Last year, the Department of Dental Hygiene moved the training for its students from a space adjacent to the Oral Health Clinic to a new, state-of-the-art Dental Hygiene Student Clinic in the Freeway Medical Tower near the Little Rock campus of UAMS. That move has freed up space for the Oral Health Clinic to expand.

McMillan said plans call for the remodeling of the old space to allow for additional individual rooms for the treatment of patients, also called operatories. The expansion will also provide additional office space and a conference room for resident lectures and patient case presentations.

What she and the College of Health Professions leadership hope to see in the future is more residency positions as well as the development of more specialty programs.

Just as McMillan was a resident and now is also an associate professor, McMillan said Riley has informally become a teacher, too.

Riley supervised some of the dental hygiene students for several clinical periods, including a clinic treating Afghan refugees and several community health events.
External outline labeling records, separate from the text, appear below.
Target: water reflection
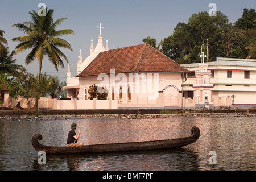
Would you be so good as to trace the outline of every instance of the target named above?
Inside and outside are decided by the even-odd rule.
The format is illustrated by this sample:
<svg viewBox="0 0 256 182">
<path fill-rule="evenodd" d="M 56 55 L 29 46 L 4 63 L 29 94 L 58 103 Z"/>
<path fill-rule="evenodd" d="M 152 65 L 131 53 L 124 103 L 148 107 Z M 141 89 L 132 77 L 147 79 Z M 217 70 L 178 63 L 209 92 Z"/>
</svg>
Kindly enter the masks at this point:
<svg viewBox="0 0 256 182">
<path fill-rule="evenodd" d="M 0 170 L 255 170 L 255 117 L 180 117 L 110 119 L 71 118 L 61 121 L 0 122 Z M 40 142 L 65 146 L 72 123 L 82 131 L 84 144 L 177 138 L 197 126 L 200 137 L 179 150 L 90 155 L 47 156 L 39 165 L 31 143 L 36 133 Z M 209 152 L 217 153 L 216 165 Z"/>
</svg>

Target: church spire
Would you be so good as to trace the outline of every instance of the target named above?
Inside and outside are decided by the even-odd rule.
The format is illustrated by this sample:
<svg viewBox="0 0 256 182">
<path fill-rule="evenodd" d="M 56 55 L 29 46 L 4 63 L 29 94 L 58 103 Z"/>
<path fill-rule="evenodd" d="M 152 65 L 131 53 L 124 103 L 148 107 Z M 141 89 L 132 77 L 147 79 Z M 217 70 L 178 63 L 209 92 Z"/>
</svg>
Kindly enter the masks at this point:
<svg viewBox="0 0 256 182">
<path fill-rule="evenodd" d="M 82 50 L 80 49 L 80 55 L 79 56 L 79 60 L 77 63 L 77 74 L 79 74 L 82 71 Z"/>
<path fill-rule="evenodd" d="M 108 40 L 106 41 L 106 48 L 105 48 L 105 51 L 109 50 L 109 44 L 108 43 Z"/>
<path fill-rule="evenodd" d="M 68 66 L 68 72 L 67 72 L 67 85 L 71 84 L 71 74 L 70 72 L 69 65 Z"/>
<path fill-rule="evenodd" d="M 101 28 L 104 28 L 101 26 L 101 23 L 100 23 L 100 27 L 97 27 L 100 28 L 100 35 L 98 37 L 98 44 L 96 46 L 96 47 L 94 49 L 94 52 L 96 54 L 99 53 L 101 52 L 105 51 L 104 46 L 103 46 L 102 39 L 103 38 L 101 36 Z"/>
<path fill-rule="evenodd" d="M 100 27 L 97 27 L 97 28 L 100 28 L 100 36 L 101 36 L 101 28 L 104 28 L 104 27 L 101 26 L 101 23 L 100 23 Z"/>
<path fill-rule="evenodd" d="M 79 56 L 78 64 L 82 63 L 82 50 L 80 49 L 80 55 Z"/>
<path fill-rule="evenodd" d="M 92 39 L 90 40 L 90 55 L 92 55 L 93 53 L 94 53 L 94 51 L 93 49 L 93 40 Z"/>
</svg>

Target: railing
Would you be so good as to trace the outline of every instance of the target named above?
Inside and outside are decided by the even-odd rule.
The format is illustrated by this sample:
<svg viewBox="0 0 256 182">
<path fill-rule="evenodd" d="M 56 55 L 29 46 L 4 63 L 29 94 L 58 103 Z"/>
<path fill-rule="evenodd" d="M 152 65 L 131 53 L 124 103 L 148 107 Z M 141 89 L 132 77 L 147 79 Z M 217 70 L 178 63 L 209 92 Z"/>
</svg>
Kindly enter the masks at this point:
<svg viewBox="0 0 256 182">
<path fill-rule="evenodd" d="M 196 70 L 195 74 L 212 74 L 210 70 Z"/>
</svg>

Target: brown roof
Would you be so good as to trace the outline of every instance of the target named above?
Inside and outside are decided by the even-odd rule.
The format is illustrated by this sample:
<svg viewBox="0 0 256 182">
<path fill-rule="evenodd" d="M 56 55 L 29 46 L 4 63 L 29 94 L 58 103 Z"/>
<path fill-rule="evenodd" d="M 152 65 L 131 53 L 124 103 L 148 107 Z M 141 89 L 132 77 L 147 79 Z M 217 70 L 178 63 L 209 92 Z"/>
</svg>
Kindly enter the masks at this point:
<svg viewBox="0 0 256 182">
<path fill-rule="evenodd" d="M 8 91 L 9 89 L 5 86 L 2 85 L 1 86 L 1 91 Z"/>
<path fill-rule="evenodd" d="M 182 72 L 182 67 L 147 43 L 101 52 L 76 77 L 115 73 Z M 187 70 L 184 69 L 184 71 Z"/>
</svg>

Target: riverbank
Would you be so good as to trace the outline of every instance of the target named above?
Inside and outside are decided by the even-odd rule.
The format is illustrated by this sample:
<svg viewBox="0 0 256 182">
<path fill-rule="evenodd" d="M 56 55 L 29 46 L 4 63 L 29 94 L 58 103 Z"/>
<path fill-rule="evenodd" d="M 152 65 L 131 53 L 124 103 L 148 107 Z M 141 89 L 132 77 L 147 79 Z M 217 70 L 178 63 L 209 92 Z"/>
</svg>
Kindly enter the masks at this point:
<svg viewBox="0 0 256 182">
<path fill-rule="evenodd" d="M 69 114 L 65 112 L 59 113 L 52 111 L 51 114 L 48 113 L 46 114 L 38 113 L 37 114 L 1 114 L 0 121 L 46 121 L 46 120 L 67 120 L 67 119 L 82 119 L 86 118 L 102 118 L 111 119 L 151 119 L 151 118 L 173 118 L 173 117 L 208 117 L 208 118 L 224 118 L 224 117 L 256 117 L 256 112 L 253 111 L 234 111 L 230 112 L 215 112 L 215 113 L 194 113 L 188 112 L 186 110 L 183 110 L 182 113 L 174 113 L 172 110 L 162 110 L 162 113 L 171 112 L 172 113 L 158 113 L 148 114 L 143 113 L 141 111 L 136 110 L 137 112 L 134 114 L 101 114 L 100 113 L 94 113 L 93 114 L 73 114 L 73 110 L 69 111 Z M 127 111 L 127 110 L 126 111 Z M 131 110 L 130 110 L 131 111 Z M 133 112 L 135 111 L 134 110 Z M 178 111 L 176 110 L 176 112 Z M 185 111 L 185 112 L 184 112 Z M 1 112 L 0 112 L 1 113 Z M 53 114 L 55 113 L 55 114 Z M 61 114 L 65 113 L 65 114 Z"/>
</svg>

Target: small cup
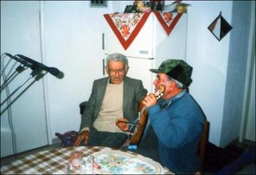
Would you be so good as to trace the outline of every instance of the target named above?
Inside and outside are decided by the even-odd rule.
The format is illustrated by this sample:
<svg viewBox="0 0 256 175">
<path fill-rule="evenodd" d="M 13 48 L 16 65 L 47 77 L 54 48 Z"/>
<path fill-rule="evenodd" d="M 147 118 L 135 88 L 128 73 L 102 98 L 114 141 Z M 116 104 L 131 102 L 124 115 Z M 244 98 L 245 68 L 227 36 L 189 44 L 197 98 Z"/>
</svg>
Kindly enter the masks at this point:
<svg viewBox="0 0 256 175">
<path fill-rule="evenodd" d="M 91 174 L 94 172 L 94 157 L 93 155 L 88 155 L 86 158 L 86 172 Z"/>
<path fill-rule="evenodd" d="M 70 164 L 73 168 L 79 168 L 80 167 L 82 156 L 82 151 L 72 151 L 70 153 Z"/>
</svg>

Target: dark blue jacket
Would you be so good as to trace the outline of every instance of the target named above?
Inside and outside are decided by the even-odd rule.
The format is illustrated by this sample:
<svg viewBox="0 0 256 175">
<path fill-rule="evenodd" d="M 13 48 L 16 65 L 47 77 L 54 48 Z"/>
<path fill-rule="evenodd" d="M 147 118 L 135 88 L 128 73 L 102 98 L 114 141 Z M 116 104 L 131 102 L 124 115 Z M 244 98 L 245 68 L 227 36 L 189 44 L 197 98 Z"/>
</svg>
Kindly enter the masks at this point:
<svg viewBox="0 0 256 175">
<path fill-rule="evenodd" d="M 158 139 L 162 165 L 175 174 L 194 174 L 199 170 L 198 143 L 203 132 L 204 115 L 185 91 L 148 108 L 150 125 Z"/>
</svg>

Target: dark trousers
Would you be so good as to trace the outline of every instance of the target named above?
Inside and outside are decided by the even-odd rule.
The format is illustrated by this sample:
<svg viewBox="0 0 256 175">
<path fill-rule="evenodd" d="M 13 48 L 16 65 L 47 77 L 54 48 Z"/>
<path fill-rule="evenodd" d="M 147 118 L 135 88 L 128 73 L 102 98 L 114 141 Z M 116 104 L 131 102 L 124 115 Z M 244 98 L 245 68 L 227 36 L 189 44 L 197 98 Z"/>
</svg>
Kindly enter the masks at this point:
<svg viewBox="0 0 256 175">
<path fill-rule="evenodd" d="M 102 132 L 91 128 L 89 141 L 87 145 L 120 148 L 127 138 L 128 135 L 125 133 Z"/>
</svg>

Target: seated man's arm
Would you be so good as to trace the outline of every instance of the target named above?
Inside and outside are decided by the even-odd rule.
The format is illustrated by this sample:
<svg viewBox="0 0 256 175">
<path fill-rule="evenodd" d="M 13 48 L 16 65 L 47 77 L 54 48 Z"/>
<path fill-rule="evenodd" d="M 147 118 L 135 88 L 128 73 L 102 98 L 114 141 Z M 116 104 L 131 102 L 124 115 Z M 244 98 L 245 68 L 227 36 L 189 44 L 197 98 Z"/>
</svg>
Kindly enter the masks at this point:
<svg viewBox="0 0 256 175">
<path fill-rule="evenodd" d="M 84 140 L 84 143 L 86 145 L 89 140 L 90 129 L 93 122 L 96 99 L 96 88 L 94 81 L 89 101 L 86 104 L 86 106 L 81 117 L 80 134 L 76 139 L 74 146 L 79 146 L 83 140 Z"/>
<path fill-rule="evenodd" d="M 144 88 L 142 84 L 142 81 L 139 80 L 139 84 L 136 88 L 136 102 L 139 102 L 140 100 L 146 97 L 148 93 L 148 90 Z"/>
</svg>

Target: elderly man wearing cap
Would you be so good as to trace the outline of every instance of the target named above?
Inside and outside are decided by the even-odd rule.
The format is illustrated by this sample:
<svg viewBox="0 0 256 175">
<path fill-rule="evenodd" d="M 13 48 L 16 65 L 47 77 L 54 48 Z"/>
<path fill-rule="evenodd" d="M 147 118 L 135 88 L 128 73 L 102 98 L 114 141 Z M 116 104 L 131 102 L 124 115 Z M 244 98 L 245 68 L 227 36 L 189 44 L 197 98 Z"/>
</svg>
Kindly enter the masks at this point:
<svg viewBox="0 0 256 175">
<path fill-rule="evenodd" d="M 157 73 L 156 90 L 163 85 L 165 92 L 158 101 L 153 94 L 143 100 L 158 139 L 161 163 L 175 174 L 198 173 L 201 167 L 197 151 L 205 117 L 187 91 L 192 82 L 192 69 L 184 61 L 175 59 L 150 69 Z"/>
</svg>

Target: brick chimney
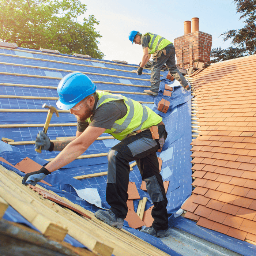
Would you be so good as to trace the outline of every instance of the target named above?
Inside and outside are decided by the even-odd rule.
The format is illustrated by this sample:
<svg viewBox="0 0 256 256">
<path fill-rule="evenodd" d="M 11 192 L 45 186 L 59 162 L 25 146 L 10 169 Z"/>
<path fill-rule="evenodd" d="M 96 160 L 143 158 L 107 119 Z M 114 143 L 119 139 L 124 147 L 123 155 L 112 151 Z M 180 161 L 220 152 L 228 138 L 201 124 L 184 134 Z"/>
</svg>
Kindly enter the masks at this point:
<svg viewBox="0 0 256 256">
<path fill-rule="evenodd" d="M 198 62 L 210 63 L 212 37 L 199 31 L 199 18 L 191 20 L 184 22 L 184 35 L 174 39 L 177 64 L 186 69 L 196 66 Z"/>
</svg>

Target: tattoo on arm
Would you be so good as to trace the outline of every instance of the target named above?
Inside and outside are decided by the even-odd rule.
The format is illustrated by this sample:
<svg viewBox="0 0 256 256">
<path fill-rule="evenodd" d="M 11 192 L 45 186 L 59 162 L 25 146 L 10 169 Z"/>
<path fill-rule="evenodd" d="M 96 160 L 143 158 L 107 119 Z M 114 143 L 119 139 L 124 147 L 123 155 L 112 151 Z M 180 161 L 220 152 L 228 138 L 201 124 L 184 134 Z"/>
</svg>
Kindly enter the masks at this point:
<svg viewBox="0 0 256 256">
<path fill-rule="evenodd" d="M 61 151 L 69 143 L 71 142 L 72 140 L 74 140 L 75 138 L 65 140 L 62 141 L 59 141 L 56 142 L 54 142 L 54 147 L 53 147 L 53 150 L 56 151 Z"/>
</svg>

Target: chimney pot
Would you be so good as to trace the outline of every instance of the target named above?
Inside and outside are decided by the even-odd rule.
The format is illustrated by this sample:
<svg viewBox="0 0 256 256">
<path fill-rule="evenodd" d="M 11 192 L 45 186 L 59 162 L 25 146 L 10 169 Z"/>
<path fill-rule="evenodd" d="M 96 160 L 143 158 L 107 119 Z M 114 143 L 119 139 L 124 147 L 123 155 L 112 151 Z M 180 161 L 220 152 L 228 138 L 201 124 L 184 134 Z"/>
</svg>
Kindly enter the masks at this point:
<svg viewBox="0 0 256 256">
<path fill-rule="evenodd" d="M 184 22 L 184 34 L 187 35 L 191 33 L 191 22 L 186 20 Z"/>
<path fill-rule="evenodd" d="M 199 30 L 199 18 L 192 18 L 192 33 Z"/>
</svg>

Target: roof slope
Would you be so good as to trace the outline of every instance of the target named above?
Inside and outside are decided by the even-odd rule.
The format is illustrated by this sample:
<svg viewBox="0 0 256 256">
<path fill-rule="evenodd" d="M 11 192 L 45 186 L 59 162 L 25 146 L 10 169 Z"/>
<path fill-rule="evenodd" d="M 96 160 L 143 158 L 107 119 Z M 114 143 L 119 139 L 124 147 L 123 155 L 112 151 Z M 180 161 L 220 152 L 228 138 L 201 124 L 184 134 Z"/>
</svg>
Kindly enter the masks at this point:
<svg viewBox="0 0 256 256">
<path fill-rule="evenodd" d="M 256 55 L 212 64 L 188 79 L 200 127 L 185 217 L 256 242 Z"/>
<path fill-rule="evenodd" d="M 143 93 L 145 89 L 150 87 L 150 71 L 144 68 L 143 75 L 139 77 L 134 72 L 138 65 L 81 56 L 78 57 L 45 53 L 23 48 L 11 49 L 0 47 L 0 138 L 4 138 L 8 142 L 5 143 L 0 141 L 0 156 L 3 158 L 0 159 L 0 180 L 2 181 L 4 179 L 9 188 L 17 187 L 16 195 L 12 193 L 10 189 L 8 189 L 8 193 L 5 193 L 4 190 L 7 191 L 7 185 L 0 182 L 0 200 L 3 197 L 8 203 L 6 205 L 10 205 L 27 218 L 29 219 L 29 215 L 26 215 L 26 211 L 29 209 L 37 216 L 37 221 L 42 218 L 49 225 L 53 222 L 54 225 L 54 225 L 54 228 L 59 230 L 53 232 L 53 237 L 60 232 L 64 237 L 67 231 L 67 235 L 74 237 L 78 242 L 96 253 L 101 252 L 101 250 L 102 248 L 108 248 L 109 250 L 106 250 L 105 255 L 111 255 L 112 252 L 116 255 L 128 254 L 131 255 L 166 255 L 167 253 L 178 255 L 167 247 L 159 238 L 149 237 L 151 236 L 127 226 L 124 226 L 120 231 L 99 222 L 92 213 L 98 208 L 95 204 L 78 197 L 74 188 L 78 189 L 96 188 L 101 199 L 102 207 L 109 207 L 105 200 L 106 171 L 108 169 L 106 156 L 110 148 L 114 146 L 113 143 L 116 143 L 116 140 L 109 135 L 100 136 L 78 159 L 46 176 L 44 180 L 51 184 L 52 187 L 42 183 L 38 184 L 41 185 L 43 190 L 53 193 L 57 197 L 68 200 L 69 204 L 74 206 L 75 204 L 75 208 L 80 211 L 84 210 L 84 213 L 90 216 L 91 220 L 86 219 L 84 223 L 84 218 L 80 215 L 78 217 L 75 214 L 79 221 L 78 224 L 74 223 L 75 218 L 73 216 L 74 213 L 63 211 L 59 207 L 59 198 L 53 196 L 59 202 L 57 203 L 50 202 L 44 197 L 43 200 L 40 199 L 38 202 L 37 200 L 38 198 L 44 197 L 44 196 L 35 196 L 35 192 L 20 183 L 20 176 L 25 175 L 20 171 L 25 169 L 24 171 L 26 171 L 27 166 L 26 163 L 24 166 L 22 165 L 23 169 L 22 170 L 21 161 L 29 161 L 27 158 L 29 158 L 29 160 L 32 159 L 36 162 L 38 166 L 38 165 L 43 165 L 51 161 L 58 154 L 57 152 L 46 151 L 38 154 L 35 151 L 34 144 L 38 131 L 42 129 L 48 111 L 47 109 L 42 109 L 42 105 L 45 103 L 48 105 L 56 105 L 58 98 L 56 89 L 62 78 L 71 72 L 82 72 L 96 84 L 97 90 L 121 94 L 153 109 L 155 105 L 157 108 L 158 102 L 155 101 L 156 99 L 159 101 L 164 97 L 163 92 L 156 97 Z M 167 73 L 166 71 L 163 72 L 161 78 L 166 77 Z M 169 82 L 170 84 L 172 82 L 170 80 L 162 82 L 162 85 L 164 88 L 165 84 Z M 161 153 L 158 153 L 162 161 L 162 176 L 164 176 L 166 182 L 169 184 L 167 196 L 175 199 L 169 200 L 168 209 L 170 212 L 180 208 L 184 200 L 189 196 L 191 191 L 192 178 L 190 177 L 192 166 L 190 162 L 191 146 L 189 144 L 191 138 L 191 96 L 190 91 L 185 91 L 178 84 L 172 91 L 173 103 L 170 107 L 170 112 L 163 117 L 166 127 L 169 127 L 167 131 L 170 135 L 168 135 L 169 139 L 165 144 L 166 148 L 163 149 Z M 164 97 L 170 101 L 170 97 Z M 74 136 L 76 134 L 75 117 L 68 110 L 58 111 L 60 117 L 57 117 L 53 114 L 47 131 L 51 140 Z M 170 128 L 171 125 L 171 128 Z M 179 165 L 176 164 L 177 162 Z M 18 163 L 20 165 L 19 167 L 17 166 Z M 131 163 L 131 165 L 133 163 Z M 140 199 L 145 197 L 148 198 L 145 210 L 150 210 L 153 203 L 148 193 L 139 189 L 142 181 L 139 171 L 137 166 L 134 165 L 132 166 L 131 166 L 133 171 L 130 173 L 130 181 L 136 184 Z M 17 169 L 19 169 L 18 167 L 19 170 Z M 19 176 L 7 170 L 10 170 Z M 81 176 L 85 178 L 78 178 L 78 176 Z M 75 177 L 76 178 L 74 178 Z M 189 181 L 185 179 L 188 179 Z M 170 181 L 172 182 L 169 184 Z M 48 194 L 45 192 L 42 193 L 42 195 Z M 21 195 L 24 196 L 23 199 Z M 138 207 L 139 200 L 134 202 L 135 210 Z M 19 201 L 21 202 L 19 204 Z M 35 205 L 40 207 L 34 212 L 33 207 Z M 21 207 L 18 207 L 19 206 Z M 48 209 L 48 207 L 50 209 Z M 59 213 L 61 214 L 60 217 L 58 215 Z M 29 221 L 34 224 L 44 234 L 46 224 L 44 225 L 40 221 L 29 219 Z M 57 223 L 54 221 L 56 219 L 58 221 Z M 67 220 L 72 221 L 69 223 Z M 80 226 L 80 224 L 82 226 Z M 76 229 L 79 232 L 76 233 Z M 86 231 L 87 229 L 88 231 Z M 83 230 L 84 232 L 84 236 Z"/>
</svg>

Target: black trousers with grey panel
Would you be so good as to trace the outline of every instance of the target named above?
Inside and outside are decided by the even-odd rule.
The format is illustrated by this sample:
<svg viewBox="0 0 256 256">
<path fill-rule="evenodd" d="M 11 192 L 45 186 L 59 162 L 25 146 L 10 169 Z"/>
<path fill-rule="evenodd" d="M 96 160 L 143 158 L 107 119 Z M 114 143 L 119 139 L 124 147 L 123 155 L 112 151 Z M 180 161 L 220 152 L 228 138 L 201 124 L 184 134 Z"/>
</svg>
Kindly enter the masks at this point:
<svg viewBox="0 0 256 256">
<path fill-rule="evenodd" d="M 158 126 L 158 133 L 160 138 L 163 136 L 166 138 L 167 133 L 164 125 Z M 130 136 L 112 148 L 108 156 L 106 198 L 110 210 L 118 217 L 125 218 L 128 211 L 129 162 L 136 160 L 154 204 L 152 226 L 156 229 L 163 230 L 168 227 L 167 200 L 157 156 L 156 152 L 159 148 L 158 140 L 153 139 L 149 130 Z"/>
</svg>

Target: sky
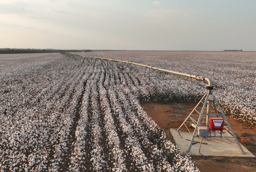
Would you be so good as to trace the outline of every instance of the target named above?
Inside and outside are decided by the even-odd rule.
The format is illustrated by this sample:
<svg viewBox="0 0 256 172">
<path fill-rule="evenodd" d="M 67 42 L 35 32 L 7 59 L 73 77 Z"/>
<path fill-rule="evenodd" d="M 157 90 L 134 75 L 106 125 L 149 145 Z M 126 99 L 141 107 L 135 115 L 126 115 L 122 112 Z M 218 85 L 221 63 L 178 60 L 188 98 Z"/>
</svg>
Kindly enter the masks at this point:
<svg viewBox="0 0 256 172">
<path fill-rule="evenodd" d="M 256 51 L 255 0 L 0 0 L 0 48 Z"/>
</svg>

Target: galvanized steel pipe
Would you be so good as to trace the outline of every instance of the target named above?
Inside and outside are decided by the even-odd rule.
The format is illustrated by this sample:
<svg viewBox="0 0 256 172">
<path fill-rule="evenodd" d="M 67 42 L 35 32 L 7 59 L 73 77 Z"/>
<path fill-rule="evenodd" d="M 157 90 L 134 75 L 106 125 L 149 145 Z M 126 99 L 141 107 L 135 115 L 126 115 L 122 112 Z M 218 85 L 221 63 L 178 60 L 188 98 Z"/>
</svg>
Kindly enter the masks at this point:
<svg viewBox="0 0 256 172">
<path fill-rule="evenodd" d="M 206 86 L 206 87 L 207 87 L 208 89 L 210 89 L 210 90 L 212 90 L 213 87 L 213 83 L 212 81 L 212 79 L 211 79 L 209 78 L 207 78 L 206 77 L 203 77 L 203 76 L 199 76 L 198 75 L 192 75 L 192 74 L 189 74 L 188 73 L 183 73 L 182 72 L 178 72 L 170 70 L 169 70 L 165 69 L 161 69 L 161 68 L 157 68 L 155 67 L 154 67 L 154 66 L 149 66 L 148 65 L 144 65 L 143 64 L 141 64 L 140 63 L 135 63 L 132 62 L 132 61 L 125 61 L 124 60 L 120 60 L 114 59 L 107 59 L 107 58 L 106 58 L 98 57 L 85 57 L 84 56 L 82 56 L 82 55 L 80 55 L 79 54 L 72 54 L 71 53 L 69 53 L 69 54 L 73 54 L 74 55 L 76 55 L 77 56 L 80 56 L 82 57 L 83 57 L 85 58 L 95 58 L 95 59 L 99 59 L 104 60 L 110 60 L 110 61 L 111 61 L 124 63 L 128 63 L 129 64 L 133 64 L 135 65 L 137 65 L 137 66 L 143 66 L 143 67 L 145 67 L 146 68 L 149 68 L 150 69 L 156 69 L 158 70 L 159 70 L 160 71 L 165 72 L 167 72 L 168 73 L 172 73 L 173 74 L 176 74 L 176 75 L 180 75 L 182 76 L 183 76 L 184 77 L 188 77 L 188 78 L 195 79 L 199 79 L 199 80 L 203 80 L 203 81 L 207 81 L 207 82 L 208 82 L 208 85 Z"/>
</svg>

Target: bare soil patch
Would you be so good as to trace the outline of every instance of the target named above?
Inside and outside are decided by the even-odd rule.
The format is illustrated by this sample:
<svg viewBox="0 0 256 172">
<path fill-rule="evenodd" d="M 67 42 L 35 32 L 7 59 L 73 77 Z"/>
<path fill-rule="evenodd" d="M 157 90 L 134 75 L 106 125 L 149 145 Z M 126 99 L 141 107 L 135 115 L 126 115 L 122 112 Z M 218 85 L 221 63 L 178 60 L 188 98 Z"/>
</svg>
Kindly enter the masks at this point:
<svg viewBox="0 0 256 172">
<path fill-rule="evenodd" d="M 174 140 L 169 129 L 178 128 L 196 105 L 195 103 L 189 102 L 168 104 L 149 102 L 141 104 L 152 119 L 165 130 L 167 138 L 172 142 Z M 240 143 L 256 156 L 255 126 L 239 122 L 227 116 L 226 116 Z M 192 157 L 192 160 L 195 162 L 195 165 L 201 172 L 256 171 L 255 158 Z"/>
</svg>

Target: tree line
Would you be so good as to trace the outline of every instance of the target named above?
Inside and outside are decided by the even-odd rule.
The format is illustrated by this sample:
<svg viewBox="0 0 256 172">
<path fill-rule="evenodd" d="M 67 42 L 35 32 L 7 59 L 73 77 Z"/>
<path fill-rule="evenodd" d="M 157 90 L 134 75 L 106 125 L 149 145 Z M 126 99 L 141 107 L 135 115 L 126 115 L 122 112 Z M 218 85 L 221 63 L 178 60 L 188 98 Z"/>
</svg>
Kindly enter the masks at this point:
<svg viewBox="0 0 256 172">
<path fill-rule="evenodd" d="M 224 50 L 224 51 L 243 51 L 243 50 Z"/>
<path fill-rule="evenodd" d="M 91 52 L 90 50 L 56 50 L 30 48 L 0 48 L 0 54 L 19 54 L 23 53 L 46 53 L 52 52 Z"/>
</svg>

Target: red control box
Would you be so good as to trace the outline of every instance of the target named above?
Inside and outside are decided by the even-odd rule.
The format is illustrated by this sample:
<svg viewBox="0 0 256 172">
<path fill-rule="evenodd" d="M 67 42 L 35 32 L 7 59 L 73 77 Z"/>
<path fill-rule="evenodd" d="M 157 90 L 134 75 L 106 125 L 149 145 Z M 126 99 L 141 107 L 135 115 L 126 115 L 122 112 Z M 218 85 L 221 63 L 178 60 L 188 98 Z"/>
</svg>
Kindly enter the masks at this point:
<svg viewBox="0 0 256 172">
<path fill-rule="evenodd" d="M 222 118 L 210 118 L 210 129 L 212 130 L 222 131 L 224 125 Z"/>
</svg>

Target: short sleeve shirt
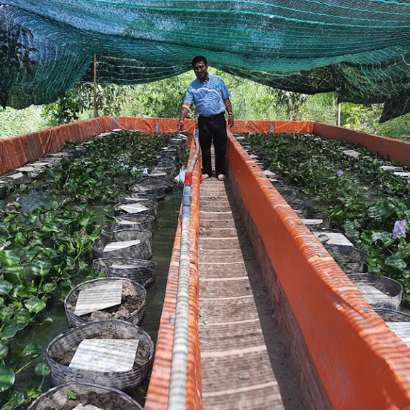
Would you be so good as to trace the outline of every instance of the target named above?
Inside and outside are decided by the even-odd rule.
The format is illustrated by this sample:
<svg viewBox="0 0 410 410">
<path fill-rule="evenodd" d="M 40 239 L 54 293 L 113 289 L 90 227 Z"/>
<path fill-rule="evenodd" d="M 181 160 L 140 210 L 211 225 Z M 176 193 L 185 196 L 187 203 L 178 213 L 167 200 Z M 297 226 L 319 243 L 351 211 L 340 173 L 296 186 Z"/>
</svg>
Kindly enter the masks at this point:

“Dr. McMillan also made me realize how much I helped the faculty through serving as a ‘chief resident’ and working through complex cases with the first-year residents,” Riley said. “I was able to handle a lot of their clinical software and EMR training because I had been there before, and I was in the workroom with them.”

Riley created an entire lecture on stem-cell transplant protocols for dental treatment. Its didactic component has been integrated into the training for all new incoming dental residents.

“Our mission is to take care of the medically compromised patients of Arkansas while simultaneously educating future dentists to take care of our community and its patient populations,” McMillan said.

Mission accomplished, and the mission continues.